Q. I just joined an HMO. How difficult will it be to choose the doctor I want?
A. Just slightly more difficult than choosing your parents. Your insurer will provide you with a book listing all the doctors in the plan. The doctors basically fall into two categories: those who are no longer accepting new patients, and those who will see you but are no longer participating in the plan. But don’t worry, the remaining doctor who is still in the plan and accepting new patients has an office just a half-day’s drive away and a diploma from a third world country
Q. Do all diagnostic procedures require pre-certification?
A. No. Only those you need.
Q. Can I get coverage for my preexisting conditions?
A. Certainly, as long as they don’t require any treatment.
Q. What happens if I want to try alternative forms of medicine?
A. You’ll need to find alternative forms of payment!
Q My pharmacy plan only covers generic drugs, but I need the name brand. I tried the generic medication, but it gave me a stomach ache. What should I do?
A. Poke yourself in the eye.
Q. What if I’m away from home and I get sick?
A. You really shouldn’t do that.
Q. I think I need to see a specialist, but my doctor insists he can handle my problem. Can a general practitioner really perform a heart transplant right in his/her office?
A. Hard to say, but considering that all you’re risking is the $20 co-payment, there’s no harm in giving it a shot.

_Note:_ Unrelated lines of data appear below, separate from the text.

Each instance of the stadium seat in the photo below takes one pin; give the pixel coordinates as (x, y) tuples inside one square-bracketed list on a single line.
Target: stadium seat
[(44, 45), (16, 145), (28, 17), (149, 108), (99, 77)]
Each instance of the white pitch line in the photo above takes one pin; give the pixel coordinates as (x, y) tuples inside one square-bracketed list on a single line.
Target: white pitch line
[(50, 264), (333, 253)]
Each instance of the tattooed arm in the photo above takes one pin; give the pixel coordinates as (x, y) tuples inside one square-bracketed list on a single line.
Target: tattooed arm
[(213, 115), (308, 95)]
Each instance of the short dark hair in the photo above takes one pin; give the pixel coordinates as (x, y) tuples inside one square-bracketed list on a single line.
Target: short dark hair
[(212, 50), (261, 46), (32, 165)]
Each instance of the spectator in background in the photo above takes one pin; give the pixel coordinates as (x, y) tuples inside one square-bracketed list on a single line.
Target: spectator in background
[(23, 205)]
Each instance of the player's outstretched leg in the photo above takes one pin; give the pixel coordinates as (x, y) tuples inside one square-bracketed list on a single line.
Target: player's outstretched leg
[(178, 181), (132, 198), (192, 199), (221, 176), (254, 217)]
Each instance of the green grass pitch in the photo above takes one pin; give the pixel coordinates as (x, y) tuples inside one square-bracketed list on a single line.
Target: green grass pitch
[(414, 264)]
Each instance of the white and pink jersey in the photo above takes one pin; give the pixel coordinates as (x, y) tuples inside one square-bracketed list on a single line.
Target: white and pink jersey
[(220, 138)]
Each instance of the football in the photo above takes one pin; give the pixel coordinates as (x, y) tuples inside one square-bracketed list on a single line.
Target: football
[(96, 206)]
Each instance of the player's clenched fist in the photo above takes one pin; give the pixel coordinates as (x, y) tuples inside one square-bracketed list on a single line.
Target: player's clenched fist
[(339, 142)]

Q Will health care be different in the next decade?
A. No, but if you call right now, you might get an appointment by then.
To Your Good Health (because as you see, you’ll need it!)
Joys Of A Long Neck
Giraffe and bunny meet up in the forest. Giraffe, in his usual arrogant way starts up a conversation.
“So, bunny, do you know how great it is to have such a long neck?” he asks, a faint tone of smugness in his voice.
“I’m sure I don’t,” replies bunny, obviously not really that interested.
“Well, to begin with, when I’m hungry and I chew my beautiful leaves, how can I describe the sensation of the leaves going down my throat….they go down and down and down….it’s one hour of sheer pleasure.”
“Really, how fascinating,” replies bunny, one eyebrow raised.
Oblivious to bunny’s lack of enthusiasm, giraffe continues, “And when I’m thirsty, and I drink water, for a full hour it goes down….and down….and down…It’s heaven on earth!”
“Amazing,” comments bunny, “but just one question. Have you ever thrown up?”
10 Things You Don’t Want To Hear During Your Trip
10. “We have a lost child at gate D-4, the bidding will start at $20.”
9. “I’m sorry madam, but we cannot allow you to bring your cat on board. We don’t yet know the effects of high radiation on our feline friends. And we are required to check your bags.”
8. “Yes sir, we are aware of the biohazard tag on your luggage and no, you don’t want to know its origin. I recommend you refrain from opening your suitcase.”
7. “Yes sir, importing Cuban cigars is illegal, that’s why the security officer had to confiscate them. What? He’s smoking them? Hey! You rat! Save some for me!”
6. “I’m sorry madam, but our insurance policy does not cover punctures in your bags caused by our checking attendants. No, it also does not cover airline crashes. It does cover explosions prior to takeoff, however, and is our most commonly purchased package.”
5. “Attention all airline passengers, your flight has been delayed.”
4. “For those who have never flown before or who have never heard about the concept of a flying machine: We are currently experiencing ‘turbulence,’ a common by-product of ‘air travel.’ Please refrain from screams of mortal danger until we’ve safely landed.”
3. “Madam, please take your towel now, the tongs are melting.”
2. “We apologize for the delay. Due to extenuating circumstances, our pilot is experiencing difficulties with his sobriety level. Please allow sufficient time for him to have additional shots of tequila.”
1. “This is your captain speaking, on the left you can now observe the majestic Mount Kilamanjar… oh, crap!”